После кушанья все, кроме Луши, поехали в город к родне, поделить починкские гостинцы. До позднего вечера Петр Никитович провел время в горячих спорах с родней. Катерина немного ободрилась, почувствовав сторонников, но душа ее была все-таки чем-то потревожена. В воскресенье она молча просидела все собрание. Доверчивое и богобоязненное ее сердце не осталось равнодушным к услышанному.
Весенние разбухшие ручьи на дорогах торопили Катерину домой. Не обращая внимания на возражения Владыкиных, она на всю весну и лето увезла с собой и Павлушку. Разрывалось его сердечко надвое, когда они, переехав речку, удалялись от города. Он то с грустью прощался с уханьем паровых молотов и звуками заводских гудков, раздававшихся в утренней тишине по заречным лугам, то прижимался к своей дорогой, любимой бабушке. Порой тянуло спрыгнуть да убежать обратно. Дорогу назад он знал хорошо.
Наконец показались деревенские домики, и легкой трусцой Рыжий вбежал в первую от города деревню. Мелькнула давно известная Павлику часовенка, в окошке сверкнула лампадка. Рука у Павлуши дрогнула по привычке и замерла на лету. Сконфуженно он поглядел на бабушку; та с прежним усердием перекрестилась при виде святыни, но внучку ничего не сказала.

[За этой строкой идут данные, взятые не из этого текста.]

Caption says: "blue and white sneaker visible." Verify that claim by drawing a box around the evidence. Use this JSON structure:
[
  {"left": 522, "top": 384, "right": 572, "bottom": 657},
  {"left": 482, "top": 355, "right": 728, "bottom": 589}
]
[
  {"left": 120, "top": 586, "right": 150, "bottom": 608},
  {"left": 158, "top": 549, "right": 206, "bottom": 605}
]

Большую часть пути они проехали по утреннему морозцу. Ближе к полудню полозья саней стали проваливаться в рыхлую снежную кашу. Однако к тому времени они миновали Нестрово, после которого показались и знакомые окраины Починок. Появление Раменской колокольни Павлуша встретил уже без смущения. Всю дорогу он с бабушкой делился из своей сердечной сокровищницы: то стишок расскажет, то песню споет, а она, слушая молча, лишь изредка хлестнет Рыжего вожжами по бокам да привычно проговорит нараспев:
— Но-о, Рыжий, пошеве-е-ливай!
Опять Починки, родные, желанные. После их приезда как-то очень скоро подошла Пасха, зазвонили колокола, и народ чинно, с благоговением потянулся в церковь. Все были по-праздничному одеты, и кто в руках кто на палочке через плечо, в белоснежных узелках несли святить пасху с куличами. В избе у Катерины было выскоблено, вымыто все: стены, потолки, полы. Пахло смолой и свеженатыканными по дому вербами. Катерина чуть свет поднялась, прибрала по дому и долго в нерешительности стояла над Павлушкой: будить или не будить. Ведь еще недавно он неотвязно ходил с ней в церковь. «Пусть спит», — наконец тихо проговорила она и, перекрестясь, вышла из избы.

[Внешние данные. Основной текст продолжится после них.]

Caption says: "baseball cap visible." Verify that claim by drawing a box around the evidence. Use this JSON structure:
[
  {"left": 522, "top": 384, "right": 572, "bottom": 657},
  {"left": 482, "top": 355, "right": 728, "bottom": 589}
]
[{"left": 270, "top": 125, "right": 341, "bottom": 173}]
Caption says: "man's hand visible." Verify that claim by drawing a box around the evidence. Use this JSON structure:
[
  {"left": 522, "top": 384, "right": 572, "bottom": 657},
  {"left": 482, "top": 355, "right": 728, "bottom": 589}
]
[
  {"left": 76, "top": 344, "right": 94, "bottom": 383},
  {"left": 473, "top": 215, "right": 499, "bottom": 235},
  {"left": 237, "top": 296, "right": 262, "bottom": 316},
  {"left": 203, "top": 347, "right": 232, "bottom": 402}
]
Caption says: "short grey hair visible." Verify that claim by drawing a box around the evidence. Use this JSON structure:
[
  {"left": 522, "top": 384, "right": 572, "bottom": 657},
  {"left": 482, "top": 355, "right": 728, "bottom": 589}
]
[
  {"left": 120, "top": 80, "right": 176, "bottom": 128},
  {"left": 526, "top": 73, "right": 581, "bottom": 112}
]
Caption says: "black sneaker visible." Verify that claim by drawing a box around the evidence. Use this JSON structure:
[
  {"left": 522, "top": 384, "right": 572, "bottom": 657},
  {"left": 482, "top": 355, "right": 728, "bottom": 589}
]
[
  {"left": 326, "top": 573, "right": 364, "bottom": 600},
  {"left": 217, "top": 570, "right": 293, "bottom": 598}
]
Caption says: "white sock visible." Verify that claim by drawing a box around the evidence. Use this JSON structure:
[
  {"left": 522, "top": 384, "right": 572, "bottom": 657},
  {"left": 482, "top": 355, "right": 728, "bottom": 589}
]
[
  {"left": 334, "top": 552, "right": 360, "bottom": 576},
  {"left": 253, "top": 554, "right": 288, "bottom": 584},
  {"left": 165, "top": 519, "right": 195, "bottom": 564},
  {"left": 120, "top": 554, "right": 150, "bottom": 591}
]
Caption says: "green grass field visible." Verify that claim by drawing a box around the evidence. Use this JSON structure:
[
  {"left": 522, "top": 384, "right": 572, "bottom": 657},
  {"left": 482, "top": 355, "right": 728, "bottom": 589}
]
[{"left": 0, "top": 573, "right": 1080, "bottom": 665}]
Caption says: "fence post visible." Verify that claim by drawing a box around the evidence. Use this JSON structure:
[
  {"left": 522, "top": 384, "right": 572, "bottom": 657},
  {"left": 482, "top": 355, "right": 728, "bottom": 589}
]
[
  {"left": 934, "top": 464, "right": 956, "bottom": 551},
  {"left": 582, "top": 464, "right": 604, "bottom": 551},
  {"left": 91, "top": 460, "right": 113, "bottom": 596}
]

Из церкви люди возвращались возбужденные, со всеми христосовались. Мальчишки на подсохших местах катали крашенные яички, взрослые торопливо расставляли в воротах столы, покрытые золотистыми конопляными скатертями и, разложив на них пасхальные святыни, ждали батюшку на молебен по дворам.

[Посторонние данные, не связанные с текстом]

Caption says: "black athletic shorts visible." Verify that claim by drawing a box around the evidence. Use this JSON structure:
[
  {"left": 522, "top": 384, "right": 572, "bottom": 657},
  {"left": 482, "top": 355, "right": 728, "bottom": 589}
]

К Катерининому двору священник с гурьбой прислужников пришел уже слегка отяжелевшим от «угощений». Переступая порог избы, он споткнулся, но с помощью людей поправился и, размахивая кадилом, начал молебен, произнося нараспев знакомые слова. Изба быстро наполнилась запахом ладана из кадильницы и людьми, которые вслед за священником вторили слова молебна и, крестясь, творили низкие поклоны перед образами. На шее у священника на длинной цепочке мерно раскачивался сверкающий крест.
По окончании молебна священник кропилом стал обрызгивать все окружающее «святой водой». Несколько брызг попали и на Павлушку. Он испуганно отскочил в задний угол избы и насторожился. Павлик не принимал ни малейшего участия в молебне, детское сердечко его усиленно стучало в груди в предчувствии чего-то необычного. Люди торопливо подходили целовать крест, принимая от батюшки благословение, которое тот раздавал, совершая перстами крестное знамение на лбу подходящего.